[I, i, 1-6]
But where do the characters begin speaking? At a stage door? The stage doors on either side of the stage are virtually behind the stage pillars. No matter how narrow one supposes these pillars to be, and they cannot be very narrow considering their function of supporting the heavens and huts, they interfere with action at the stage doors. Although the exact locations of the doors in the back wall are uncertain, they must have been behind or nearly behind the pillars if one allows for the enclosure. Consequently, I doubt that the mid-speech, which usually provides information vital to the narrative, was begun at a door, and think it more likely that the characters took several paces toward the center or forward before speaking. This action may have provided a hiatus sufficient to mark a new scene. Presence of such a hiatus is supported by the fact that the mid-speech entrance seldom occurs within the body of a scene. Shakespeare uses it almost exclusively to enable the actor to maintain continuity from scene to scene. For example, in All’s Well and Measure for Measure, fifteen and ten mid-speech entrances respectively all occur at the beginnings of scenes.
However, if the characters entered through the rear curtain, they could engage in immediate conversation. Entrance of actors through the enclosure curtains was not unusual, and, in fact, may have occurred more frequently than we usually assume. For instance, in The Battle of Alcazar, the Quarto stage direction reads:
Enter the king of Portugall and the Moore, with all theyr traine.
For the same action, the plot reads:
Enter at one dore the Portingall Army with drom & Cullors: Sebastian ... att another dore Governor of Tanger ... from behind the Curtaines to them muly mahamet & Calipolis in their Charriott with moores one on each side & attending young mahamet....

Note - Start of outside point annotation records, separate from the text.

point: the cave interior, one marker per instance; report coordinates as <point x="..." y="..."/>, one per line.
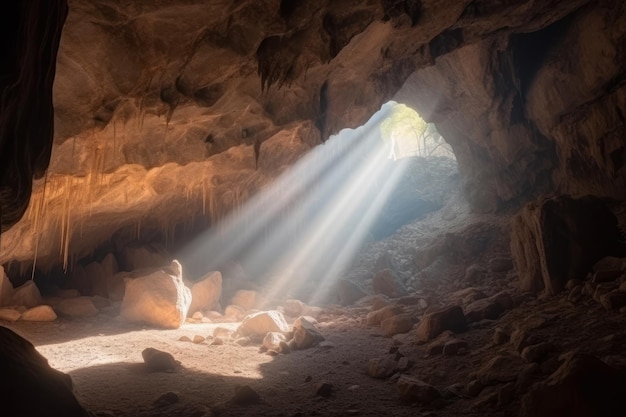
<point x="296" y="208"/>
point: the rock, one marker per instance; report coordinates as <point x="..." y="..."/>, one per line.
<point x="573" y="283"/>
<point x="263" y="322"/>
<point x="402" y="323"/>
<point x="348" y="292"/>
<point x="559" y="238"/>
<point x="474" y="274"/>
<point x="609" y="263"/>
<point x="474" y="387"/>
<point x="166" y="399"/>
<point x="77" y="307"/>
<point x="36" y="389"/>
<point x="449" y="318"/>
<point x="374" y="318"/>
<point x="27" y="295"/>
<point x="233" y="312"/>
<point x="273" y="340"/>
<point x="538" y="352"/>
<point x="500" y="264"/>
<point x="206" y="293"/>
<point x="520" y="338"/>
<point x="489" y="308"/>
<point x="613" y="300"/>
<point x="68" y="293"/>
<point x="606" y="276"/>
<point x="374" y="302"/>
<point x="246" y="299"/>
<point x="116" y="286"/>
<point x="603" y="289"/>
<point x="500" y="336"/>
<point x="245" y="395"/>
<point x="222" y="332"/>
<point x="6" y="289"/>
<point x="413" y="390"/>
<point x="385" y="282"/>
<point x="467" y="295"/>
<point x="39" y="313"/>
<point x="159" y="361"/>
<point x="97" y="279"/>
<point x="9" y="314"/>
<point x="454" y="347"/>
<point x="305" y="334"/>
<point x="436" y="346"/>
<point x="323" y="389"/>
<point x="158" y="299"/>
<point x="500" y="369"/>
<point x="293" y="308"/>
<point x="382" y="367"/>
<point x="243" y="341"/>
<point x="582" y="386"/>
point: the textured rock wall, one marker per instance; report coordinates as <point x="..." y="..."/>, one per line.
<point x="166" y="111"/>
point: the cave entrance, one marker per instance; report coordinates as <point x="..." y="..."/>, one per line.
<point x="408" y="135"/>
<point x="300" y="234"/>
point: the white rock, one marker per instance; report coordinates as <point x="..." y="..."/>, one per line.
<point x="272" y="340"/>
<point x="159" y="299"/>
<point x="9" y="314"/>
<point x="233" y="312"/>
<point x="6" y="289"/>
<point x="305" y="334"/>
<point x="27" y="295"/>
<point x="246" y="299"/>
<point x="293" y="308"/>
<point x="76" y="307"/>
<point x="69" y="293"/>
<point x="263" y="322"/>
<point x="39" y="313"/>
<point x="206" y="293"/>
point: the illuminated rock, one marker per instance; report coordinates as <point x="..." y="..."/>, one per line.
<point x="6" y="289"/>
<point x="27" y="295"/>
<point x="9" y="314"/>
<point x="246" y="299"/>
<point x="39" y="313"/>
<point x="35" y="389"/>
<point x="158" y="299"/>
<point x="261" y="323"/>
<point x="76" y="307"/>
<point x="305" y="334"/>
<point x="206" y="293"/>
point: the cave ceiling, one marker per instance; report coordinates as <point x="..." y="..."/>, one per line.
<point x="170" y="111"/>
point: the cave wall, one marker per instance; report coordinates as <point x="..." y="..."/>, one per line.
<point x="166" y="111"/>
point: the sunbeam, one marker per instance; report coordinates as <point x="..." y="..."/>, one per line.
<point x="302" y="231"/>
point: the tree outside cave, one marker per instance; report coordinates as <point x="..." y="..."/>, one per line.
<point x="407" y="134"/>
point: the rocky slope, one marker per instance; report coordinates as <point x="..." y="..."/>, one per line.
<point x="167" y="111"/>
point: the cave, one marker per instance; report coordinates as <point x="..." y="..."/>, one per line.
<point x="213" y="209"/>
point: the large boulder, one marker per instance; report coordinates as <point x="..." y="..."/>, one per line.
<point x="6" y="289"/>
<point x="556" y="239"/>
<point x="159" y="298"/>
<point x="582" y="386"/>
<point x="31" y="388"/>
<point x="206" y="293"/>
<point x="27" y="295"/>
<point x="263" y="322"/>
<point x="434" y="323"/>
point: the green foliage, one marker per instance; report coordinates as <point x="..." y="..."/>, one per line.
<point x="408" y="134"/>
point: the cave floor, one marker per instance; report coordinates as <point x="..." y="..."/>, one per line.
<point x="103" y="357"/>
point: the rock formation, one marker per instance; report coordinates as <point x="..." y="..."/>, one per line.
<point x="170" y="112"/>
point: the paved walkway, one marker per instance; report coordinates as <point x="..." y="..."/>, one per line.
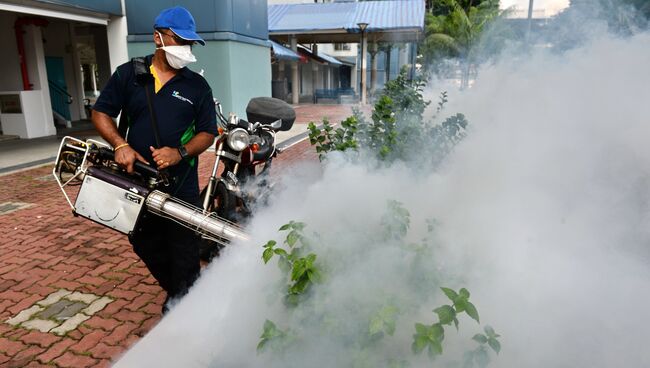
<point x="72" y="293"/>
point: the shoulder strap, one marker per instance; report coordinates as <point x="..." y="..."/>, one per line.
<point x="142" y="77"/>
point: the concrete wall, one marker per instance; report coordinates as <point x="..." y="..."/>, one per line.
<point x="59" y="42"/>
<point x="102" y="6"/>
<point x="243" y="17"/>
<point x="236" y="71"/>
<point x="10" y="78"/>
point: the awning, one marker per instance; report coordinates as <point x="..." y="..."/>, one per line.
<point x="347" y="60"/>
<point x="338" y="21"/>
<point x="283" y="53"/>
<point x="320" y="58"/>
<point x="330" y="59"/>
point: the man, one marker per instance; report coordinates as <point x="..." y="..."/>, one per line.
<point x="184" y="110"/>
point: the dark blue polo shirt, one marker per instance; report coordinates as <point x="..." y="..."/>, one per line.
<point x="183" y="107"/>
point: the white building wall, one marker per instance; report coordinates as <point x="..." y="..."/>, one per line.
<point x="60" y="44"/>
<point x="117" y="45"/>
<point x="10" y="78"/>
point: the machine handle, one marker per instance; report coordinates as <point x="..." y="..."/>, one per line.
<point x="141" y="168"/>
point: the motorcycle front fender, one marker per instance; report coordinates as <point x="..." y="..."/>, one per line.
<point x="232" y="187"/>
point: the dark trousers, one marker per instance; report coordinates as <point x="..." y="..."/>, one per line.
<point x="170" y="251"/>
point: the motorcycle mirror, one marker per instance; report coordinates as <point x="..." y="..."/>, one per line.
<point x="218" y="105"/>
<point x="276" y="124"/>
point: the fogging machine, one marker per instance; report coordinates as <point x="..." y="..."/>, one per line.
<point x="111" y="197"/>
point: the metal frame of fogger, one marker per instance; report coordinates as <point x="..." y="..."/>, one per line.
<point x="126" y="198"/>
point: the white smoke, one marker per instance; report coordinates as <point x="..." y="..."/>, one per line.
<point x="543" y="214"/>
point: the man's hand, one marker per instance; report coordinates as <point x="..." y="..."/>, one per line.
<point x="165" y="157"/>
<point x="126" y="157"/>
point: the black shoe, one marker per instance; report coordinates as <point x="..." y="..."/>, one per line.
<point x="209" y="250"/>
<point x="165" y="308"/>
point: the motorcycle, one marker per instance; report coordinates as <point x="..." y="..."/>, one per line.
<point x="98" y="189"/>
<point x="109" y="196"/>
<point x="245" y="150"/>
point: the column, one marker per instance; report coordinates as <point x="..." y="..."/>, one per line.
<point x="295" y="79"/>
<point x="117" y="46"/>
<point x="364" y="53"/>
<point x="373" y="67"/>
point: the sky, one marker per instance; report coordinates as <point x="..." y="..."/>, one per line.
<point x="551" y="7"/>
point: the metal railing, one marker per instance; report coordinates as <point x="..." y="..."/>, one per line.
<point x="60" y="100"/>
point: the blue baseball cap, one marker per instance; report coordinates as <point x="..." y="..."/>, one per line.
<point x="180" y="21"/>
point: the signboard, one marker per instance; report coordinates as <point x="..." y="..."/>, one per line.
<point x="10" y="104"/>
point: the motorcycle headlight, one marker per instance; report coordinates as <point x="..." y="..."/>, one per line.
<point x="238" y="139"/>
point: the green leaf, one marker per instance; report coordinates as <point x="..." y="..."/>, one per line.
<point x="315" y="276"/>
<point x="464" y="293"/>
<point x="292" y="238"/>
<point x="494" y="344"/>
<point x="266" y="256"/>
<point x="460" y="304"/>
<point x="419" y="343"/>
<point x="480" y="338"/>
<point x="450" y="293"/>
<point x="490" y="331"/>
<point x="269" y="326"/>
<point x="435" y="348"/>
<point x="421" y="329"/>
<point x="284" y="265"/>
<point x="261" y="345"/>
<point x="446" y="314"/>
<point x="470" y="309"/>
<point x="437" y="332"/>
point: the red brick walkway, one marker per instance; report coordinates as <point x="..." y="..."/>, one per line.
<point x="44" y="249"/>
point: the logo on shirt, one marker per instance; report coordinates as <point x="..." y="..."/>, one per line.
<point x="178" y="95"/>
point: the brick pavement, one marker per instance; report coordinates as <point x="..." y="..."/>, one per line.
<point x="50" y="259"/>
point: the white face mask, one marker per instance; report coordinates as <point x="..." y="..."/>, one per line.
<point x="177" y="56"/>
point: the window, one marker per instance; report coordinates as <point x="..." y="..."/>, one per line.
<point x="342" y="46"/>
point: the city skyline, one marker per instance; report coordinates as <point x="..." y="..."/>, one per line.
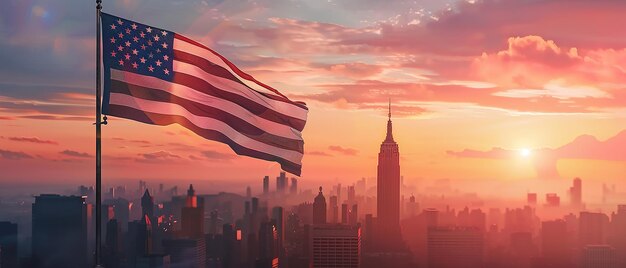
<point x="523" y="128"/>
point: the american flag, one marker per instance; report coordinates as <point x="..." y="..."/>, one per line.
<point x="160" y="77"/>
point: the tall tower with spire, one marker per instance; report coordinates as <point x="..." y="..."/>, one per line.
<point x="388" y="191"/>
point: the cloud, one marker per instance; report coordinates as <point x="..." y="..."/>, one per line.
<point x="76" y="154"/>
<point x="545" y="159"/>
<point x="12" y="155"/>
<point x="158" y="157"/>
<point x="342" y="150"/>
<point x="32" y="140"/>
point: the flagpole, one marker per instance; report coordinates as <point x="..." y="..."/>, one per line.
<point x="98" y="140"/>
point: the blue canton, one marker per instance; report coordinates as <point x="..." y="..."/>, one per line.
<point x="136" y="47"/>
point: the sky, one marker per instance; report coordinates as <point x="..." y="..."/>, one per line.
<point x="500" y="90"/>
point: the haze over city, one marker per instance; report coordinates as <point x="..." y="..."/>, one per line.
<point x="401" y="126"/>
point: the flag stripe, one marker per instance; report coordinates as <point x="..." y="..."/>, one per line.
<point x="219" y="71"/>
<point x="235" y="91"/>
<point x="183" y="43"/>
<point x="163" y="120"/>
<point x="190" y="94"/>
<point x="207" y="123"/>
<point x="248" y="129"/>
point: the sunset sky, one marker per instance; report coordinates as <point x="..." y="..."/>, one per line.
<point x="507" y="90"/>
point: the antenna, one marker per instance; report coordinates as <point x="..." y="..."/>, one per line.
<point x="389" y="108"/>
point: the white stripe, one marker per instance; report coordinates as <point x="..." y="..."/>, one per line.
<point x="204" y="53"/>
<point x="199" y="97"/>
<point x="208" y="123"/>
<point x="209" y="55"/>
<point x="239" y="89"/>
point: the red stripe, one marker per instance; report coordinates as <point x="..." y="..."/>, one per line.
<point x="255" y="108"/>
<point x="220" y="71"/>
<point x="164" y="120"/>
<point x="199" y="109"/>
<point x="234" y="68"/>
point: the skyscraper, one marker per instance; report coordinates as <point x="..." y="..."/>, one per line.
<point x="388" y="191"/>
<point x="266" y="184"/>
<point x="8" y="244"/>
<point x="450" y="247"/>
<point x="59" y="231"/>
<point x="192" y="216"/>
<point x="575" y="193"/>
<point x="281" y="183"/>
<point x="335" y="245"/>
<point x="147" y="205"/>
<point x="319" y="209"/>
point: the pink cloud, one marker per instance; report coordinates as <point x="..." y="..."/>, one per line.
<point x="583" y="147"/>
<point x="342" y="150"/>
<point x="32" y="140"/>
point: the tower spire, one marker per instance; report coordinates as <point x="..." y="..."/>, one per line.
<point x="389" y="109"/>
<point x="389" y="137"/>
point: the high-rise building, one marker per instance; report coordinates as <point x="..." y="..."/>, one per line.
<point x="293" y="189"/>
<point x="319" y="209"/>
<point x="147" y="205"/>
<point x="575" y="193"/>
<point x="452" y="247"/>
<point x="554" y="244"/>
<point x="388" y="191"/>
<point x="59" y="231"/>
<point x="192" y="216"/>
<point x="8" y="244"/>
<point x="593" y="228"/>
<point x="266" y="184"/>
<point x="599" y="256"/>
<point x="531" y="198"/>
<point x="335" y="246"/>
<point x="189" y="252"/>
<point x="552" y="200"/>
<point x="281" y="183"/>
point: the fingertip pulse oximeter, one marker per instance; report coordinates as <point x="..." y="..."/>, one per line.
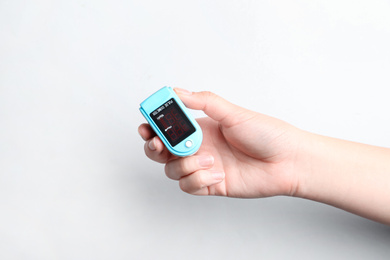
<point x="172" y="122"/>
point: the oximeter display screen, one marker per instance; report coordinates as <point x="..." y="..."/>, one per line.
<point x="172" y="122"/>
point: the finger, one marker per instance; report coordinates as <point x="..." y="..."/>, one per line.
<point x="180" y="167"/>
<point x="156" y="151"/>
<point x="146" y="131"/>
<point x="219" y="109"/>
<point x="199" y="182"/>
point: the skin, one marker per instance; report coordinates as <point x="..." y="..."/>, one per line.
<point x="245" y="154"/>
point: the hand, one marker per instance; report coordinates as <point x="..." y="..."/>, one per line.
<point x="243" y="153"/>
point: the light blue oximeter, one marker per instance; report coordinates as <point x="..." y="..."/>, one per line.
<point x="172" y="122"/>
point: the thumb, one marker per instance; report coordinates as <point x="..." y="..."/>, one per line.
<point x="217" y="108"/>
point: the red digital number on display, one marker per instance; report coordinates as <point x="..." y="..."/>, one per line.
<point x="173" y="124"/>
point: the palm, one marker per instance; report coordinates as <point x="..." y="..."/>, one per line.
<point x="242" y="151"/>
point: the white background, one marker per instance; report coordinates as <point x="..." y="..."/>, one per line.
<point x="74" y="181"/>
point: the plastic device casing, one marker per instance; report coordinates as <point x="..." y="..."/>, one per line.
<point x="156" y="100"/>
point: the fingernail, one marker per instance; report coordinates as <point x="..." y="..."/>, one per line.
<point x="139" y="132"/>
<point x="206" y="160"/>
<point x="183" y="91"/>
<point x="152" y="145"/>
<point x="218" y="175"/>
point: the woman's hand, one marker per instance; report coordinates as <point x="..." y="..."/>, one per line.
<point x="243" y="154"/>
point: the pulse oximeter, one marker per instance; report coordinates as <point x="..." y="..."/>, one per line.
<point x="172" y="122"/>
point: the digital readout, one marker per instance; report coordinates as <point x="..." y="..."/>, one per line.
<point x="172" y="122"/>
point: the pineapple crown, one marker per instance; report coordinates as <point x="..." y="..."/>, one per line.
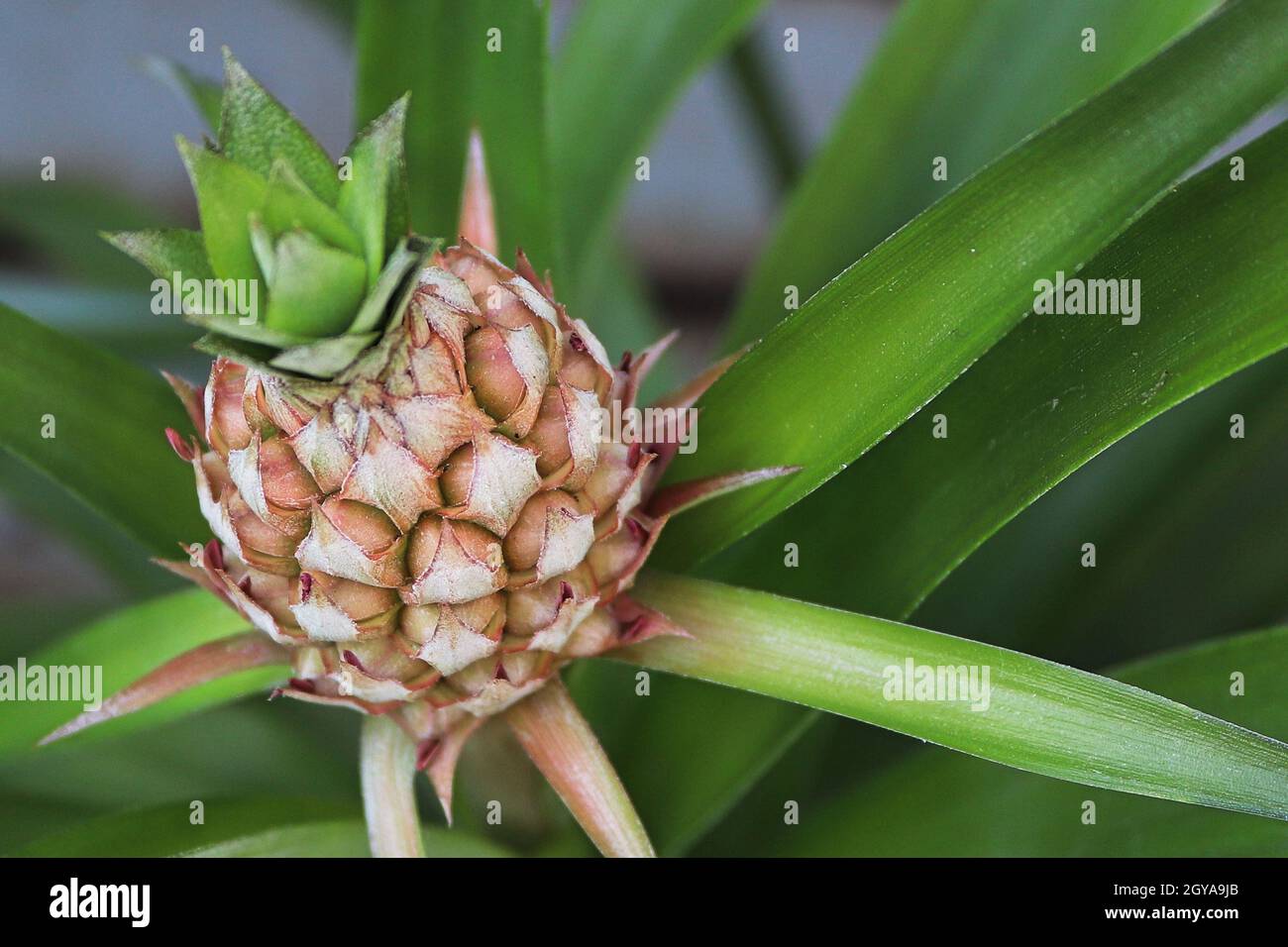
<point x="318" y="252"/>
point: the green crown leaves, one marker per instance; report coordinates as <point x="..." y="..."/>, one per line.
<point x="321" y="249"/>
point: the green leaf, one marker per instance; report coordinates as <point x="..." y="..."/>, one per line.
<point x="410" y="254"/>
<point x="224" y="753"/>
<point x="344" y="839"/>
<point x="934" y="90"/>
<point x="316" y="289"/>
<point x="1034" y="714"/>
<point x="205" y="95"/>
<point x="58" y="227"/>
<point x="893" y="330"/>
<point x="95" y="424"/>
<point x="227" y="195"/>
<point x="167" y="830"/>
<point x="943" y="804"/>
<point x="374" y="196"/>
<point x="165" y="253"/>
<point x="438" y="51"/>
<point x="619" y="68"/>
<point x="290" y="205"/>
<point x="257" y="132"/>
<point x="1052" y="394"/>
<point x="128" y="644"/>
<point x="1162" y="505"/>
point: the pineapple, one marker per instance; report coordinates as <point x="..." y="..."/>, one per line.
<point x="400" y="451"/>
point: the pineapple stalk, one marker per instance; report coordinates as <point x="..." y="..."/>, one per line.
<point x="387" y="764"/>
<point x="557" y="737"/>
<point x="403" y="466"/>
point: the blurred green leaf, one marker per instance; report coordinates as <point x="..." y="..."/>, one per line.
<point x="165" y="253"/>
<point x="346" y="839"/>
<point x="253" y="748"/>
<point x="439" y="52"/>
<point x="167" y="830"/>
<point x="257" y="132"/>
<point x="944" y="804"/>
<point x="202" y="94"/>
<point x="896" y="329"/>
<point x="1048" y="397"/>
<point x="227" y="195"/>
<point x="128" y="644"/>
<point x="1031" y="714"/>
<point x="949" y="80"/>
<point x="619" y="68"/>
<point x="1172" y="505"/>
<point x="47" y="504"/>
<point x="95" y="425"/>
<point x="56" y="226"/>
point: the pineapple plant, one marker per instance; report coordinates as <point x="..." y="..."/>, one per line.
<point x="411" y="508"/>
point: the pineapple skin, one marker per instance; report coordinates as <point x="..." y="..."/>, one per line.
<point x="441" y="527"/>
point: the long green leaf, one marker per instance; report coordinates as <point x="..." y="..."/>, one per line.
<point x="1162" y="506"/>
<point x="938" y="88"/>
<point x="125" y="646"/>
<point x="897" y="328"/>
<point x="439" y="52"/>
<point x="1059" y="389"/>
<point x="1030" y="714"/>
<point x="824" y="222"/>
<point x="95" y="424"/>
<point x="340" y="839"/>
<point x="944" y="804"/>
<point x="600" y="125"/>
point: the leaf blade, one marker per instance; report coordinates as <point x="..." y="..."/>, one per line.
<point x="1001" y="813"/>
<point x="1047" y="205"/>
<point x="1052" y="719"/>
<point x="934" y="90"/>
<point x="1052" y="394"/>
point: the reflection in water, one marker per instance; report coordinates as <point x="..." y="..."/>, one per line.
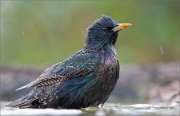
<point x="109" y="109"/>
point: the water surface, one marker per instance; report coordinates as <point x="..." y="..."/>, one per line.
<point x="109" y="109"/>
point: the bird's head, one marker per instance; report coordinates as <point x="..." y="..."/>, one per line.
<point x="103" y="31"/>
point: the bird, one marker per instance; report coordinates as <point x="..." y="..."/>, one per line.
<point x="84" y="79"/>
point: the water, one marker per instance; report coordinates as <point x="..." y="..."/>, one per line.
<point x="109" y="109"/>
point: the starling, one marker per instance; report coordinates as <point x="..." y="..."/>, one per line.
<point x="85" y="79"/>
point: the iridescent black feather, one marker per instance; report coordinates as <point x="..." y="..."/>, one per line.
<point x="84" y="79"/>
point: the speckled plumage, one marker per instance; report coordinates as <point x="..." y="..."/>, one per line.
<point x="84" y="79"/>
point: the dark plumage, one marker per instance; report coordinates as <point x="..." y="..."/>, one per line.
<point x="84" y="79"/>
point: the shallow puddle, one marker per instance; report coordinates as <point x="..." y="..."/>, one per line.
<point x="109" y="109"/>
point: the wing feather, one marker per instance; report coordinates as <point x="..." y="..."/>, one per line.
<point x="75" y="66"/>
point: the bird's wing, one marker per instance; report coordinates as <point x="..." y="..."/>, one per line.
<point x="72" y="67"/>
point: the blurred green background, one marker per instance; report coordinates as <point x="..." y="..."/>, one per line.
<point x="41" y="33"/>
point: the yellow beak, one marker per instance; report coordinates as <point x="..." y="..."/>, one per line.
<point x="121" y="26"/>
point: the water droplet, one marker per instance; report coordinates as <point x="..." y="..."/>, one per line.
<point x="161" y="50"/>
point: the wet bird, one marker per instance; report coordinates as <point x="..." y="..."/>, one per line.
<point x="84" y="79"/>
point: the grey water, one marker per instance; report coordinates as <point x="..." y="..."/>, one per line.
<point x="109" y="109"/>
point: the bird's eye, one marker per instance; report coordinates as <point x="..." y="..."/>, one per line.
<point x="107" y="28"/>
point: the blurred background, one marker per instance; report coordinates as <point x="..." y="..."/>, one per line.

Behind the terse stage direction then, lies a more elaborate entrance involving the curtain. Although definite evidence for such entrances does not exist in the Globe plays, there is, on the other hand, no evidence to exclude such entrances. Moreover, there are several situations which imply such use. At the conclusion of scene i in Othello, Brabantio and Roderigo exeunt to seek Othello. At line 160 Brabantio had come out one door, representing his house. At line 184 he and Roderigo go out, certainly not back into the house. Othello and Iago enter in mid-speech, surely upon the outer stage. But from where? Not from the door through which Brabantio and Roderigo just went out. Possibly from the door which only recently had been the entrance to Brabantio’s house. Probably through the curtain in the center of the stage. Although the evidence is not conclusively applicable to the Globe plays, it may be pertinent to note that in the Roxana drawing, the flap of the curtain is partially open, and in the frontispiece to The Wits a character is shown coming through the curtain. In all likelihood, actors regularly entered through the center curtain, and when they did, they could begin speaking immediately upon entrance. But when the entrances were made through a stage door, I suggest that conversation was held back for the several seconds needed by the actors to move into the acting area proper and there to mark the beginning of a new scene.
That a need to focus attention upon an entrance existed is evident from a consideration of the entrances within the scenes. Many of these entrances are heralded by some form of announcement or question, such as “My lady comes,” or “How now?” or “Who comes here?” Other means of emphasizing entrances were through action, such as a procession, or through music, such as the horn announcing Lear (I, iv), or through response to a previous command, such as Lucius’ report of the Ides of March in Julius Caesar (II, i). In As You Like It, I count thirty-one intrascene entrances: twenty-one are announced, one is accompanied by action, three are responses to a previous command or scheme, and six are unprepared. In Lear, there are fifty-one intrascene entrances, of which twenty-five are announced, ten accompanied by action, three by music, and thirteen unprepared. The unprepared entrances in Lear are usually unannounced for dramatic purposes. Oswald’s entering impertinently to Lear (I, iv), Lear’s bearing in the body of Cordelia (V, iii), and Oswald’s sighting “the proclaimed prize,” Gloucester, (IV, vi) depend upon suddenness for dramatic effect.
In addition to directing attention to an incoming actor, the announcement filled an awkward gap. The depth of the stage caused a dislocation between the actors already on stage and those coming on-stage. Frequently, the former would be at the front but the entrant would be at the rear. It was necessary to allow time for the entrant to come down stage. The full effect of these announcements was to formalize the entrances and enhance their ceremonial impression.